The monetisation feature on Incogna appears only when their system thinks it can produce a good match between your search and the sponsored products. This is a wise move, since irrelevant ads would ruin the user experience.

It seems like the results use mainly visual comparison data, possibly with some categorisation thrown in. It worked brilliantly with pictures of trucks, but curiously while I was browsing Canon cameras it presented sponsored ads for televisions (both are rectangular I suppose).

Having fun

The main issue standing in the way of Incogna’s revenue stream is that their app is not yet fun to use. As mentioned above there’s no sense of position or direction. You can’t learn anything about the images you find without clicking through to the source site, and you can’t properly refine your search…  you have to start again, which means that there’s no big advantage over Google, or any other text-based image search.

More another time.


Dose – alpha entering final contractions

Thursday 27th November, 2008

We’re nearing the completion of the first Alpha of our new content-based image retrieval (CBIR) engine. It seems wrong to let it be born without a name, so I’ve settled provisionally on Dose which stands for Distributed Object Similarity Engine.

It’ll be a little while before we’ve got any user-facing products to show for all our hard work, but we’ve learnt a lot and should have something good at the end of it.


Idée’s Multicolr Search Lab

Thursday 27th November, 2008

This morning I had another play with the Multicolr Search Lab from visual search outfit Idée Inc and decided to make some notes, which I’ve posted below.

Idée in context

Idée are one of the bigger players in the visual search space, although they currently occupy quite a different market to my new team Pixsta.

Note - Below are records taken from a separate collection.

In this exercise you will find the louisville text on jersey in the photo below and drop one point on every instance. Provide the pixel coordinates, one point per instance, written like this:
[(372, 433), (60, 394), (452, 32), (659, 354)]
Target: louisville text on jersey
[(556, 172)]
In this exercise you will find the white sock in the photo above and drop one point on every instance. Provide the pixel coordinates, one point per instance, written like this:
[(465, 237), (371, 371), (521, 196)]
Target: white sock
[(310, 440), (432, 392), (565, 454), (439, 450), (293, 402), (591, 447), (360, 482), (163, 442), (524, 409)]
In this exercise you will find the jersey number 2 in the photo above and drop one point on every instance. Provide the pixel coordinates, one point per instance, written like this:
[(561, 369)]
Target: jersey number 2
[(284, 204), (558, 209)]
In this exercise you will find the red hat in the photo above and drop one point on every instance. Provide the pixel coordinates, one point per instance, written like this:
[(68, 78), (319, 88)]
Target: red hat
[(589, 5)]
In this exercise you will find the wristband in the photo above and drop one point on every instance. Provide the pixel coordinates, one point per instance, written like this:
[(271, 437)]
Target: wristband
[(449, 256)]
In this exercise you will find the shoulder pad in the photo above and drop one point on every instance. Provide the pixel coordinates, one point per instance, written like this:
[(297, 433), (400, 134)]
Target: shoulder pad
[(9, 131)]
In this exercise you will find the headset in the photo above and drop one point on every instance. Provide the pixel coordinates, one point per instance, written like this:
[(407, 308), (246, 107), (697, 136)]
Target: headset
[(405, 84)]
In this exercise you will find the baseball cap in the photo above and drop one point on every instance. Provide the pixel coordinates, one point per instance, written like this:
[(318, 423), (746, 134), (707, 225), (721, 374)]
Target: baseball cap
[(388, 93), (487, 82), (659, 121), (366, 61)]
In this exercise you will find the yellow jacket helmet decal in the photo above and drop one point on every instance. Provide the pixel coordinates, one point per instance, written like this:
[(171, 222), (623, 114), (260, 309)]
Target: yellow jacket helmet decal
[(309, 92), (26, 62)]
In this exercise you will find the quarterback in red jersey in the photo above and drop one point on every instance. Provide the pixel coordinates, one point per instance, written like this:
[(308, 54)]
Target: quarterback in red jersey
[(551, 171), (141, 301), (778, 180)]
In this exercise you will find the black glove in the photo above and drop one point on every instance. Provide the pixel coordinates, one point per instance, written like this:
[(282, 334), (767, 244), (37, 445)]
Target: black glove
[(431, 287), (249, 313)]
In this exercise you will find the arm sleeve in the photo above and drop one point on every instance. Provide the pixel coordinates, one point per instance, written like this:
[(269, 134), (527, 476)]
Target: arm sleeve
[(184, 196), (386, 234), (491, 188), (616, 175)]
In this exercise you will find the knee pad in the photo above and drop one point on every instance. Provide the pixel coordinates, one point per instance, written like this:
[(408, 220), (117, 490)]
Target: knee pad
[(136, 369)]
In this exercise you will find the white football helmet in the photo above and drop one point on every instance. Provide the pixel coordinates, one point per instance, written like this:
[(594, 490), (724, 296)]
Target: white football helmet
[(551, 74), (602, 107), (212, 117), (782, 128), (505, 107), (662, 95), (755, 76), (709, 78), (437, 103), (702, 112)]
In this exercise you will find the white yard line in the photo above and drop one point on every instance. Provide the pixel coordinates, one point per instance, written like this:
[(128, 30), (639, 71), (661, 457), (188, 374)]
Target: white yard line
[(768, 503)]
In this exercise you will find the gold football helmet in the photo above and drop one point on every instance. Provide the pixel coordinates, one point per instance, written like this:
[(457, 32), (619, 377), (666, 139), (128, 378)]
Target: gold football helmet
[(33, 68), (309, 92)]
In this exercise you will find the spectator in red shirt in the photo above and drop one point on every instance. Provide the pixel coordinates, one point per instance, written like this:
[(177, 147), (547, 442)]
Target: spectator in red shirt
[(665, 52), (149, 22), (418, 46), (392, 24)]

Idée’s biggest product so far is TinEye, which is used to find uses of a single specific source image across the Internet. The main commercial use appears to be detection of copyright infringment, a service they provide to photographers and copyright owners for a fee. To my (admitedly limited) knowledge they’re the only company offering this specific service.

MultiColr

The Multicolr Search Lab (MSL) is a proof-of-concept that demonstrates Idée’s ability to index image by colour. As an image-based ‘labs’ project, the UI naturally reflects a mixture and Google Labs functionality and Flickr’s Web 2.0 styling. Its clean and simple. I like it a lot.

Naturally as a ‘labs’ project it has no direct revenue stream, but it’s a nice demo and there may well be use for this type of technology in some areas: Interior design for example; add a simple hook-up to a printing service like Photobox and you’ve got a revenue stream for photographers and your own service.

As Multicolr is currently running at an adequate speed over a stated 10 million images I’d guess that the underlying technology is ready for at the least enterprise scale applications, if not internet scale.

MultiColr engine

From my previous play with Multicolr I has certain expectations as to how it worked internally.

In any search application you need precision, but you also need to be able to bring back close matches if no direct matches exist. Since MultiColr is using RGB hex values as query terms I’d suspected that they’d rounded those hex values to match their chosen quantisation, and were matching on those approximate colours.

This isn’t what they’re doing, as I discovered when I changed the colour specified in their nicely RESTful URL to a subtely different colour (one that should fall within the same quantisation bin). If they were using naive quantisation then the results would have remained the same. In fact they changed.

So although they may still be using some form of quantisation to avoid gaps in queries, it seems like they’re also allowing the raw colour value (either in RGB or a different colour space) into the index, and scoring images appropriately based on each query, i.e. the quantisations seen in the UI may well be totally arbitrary.

All in all, an good piece of work. Well done Idée.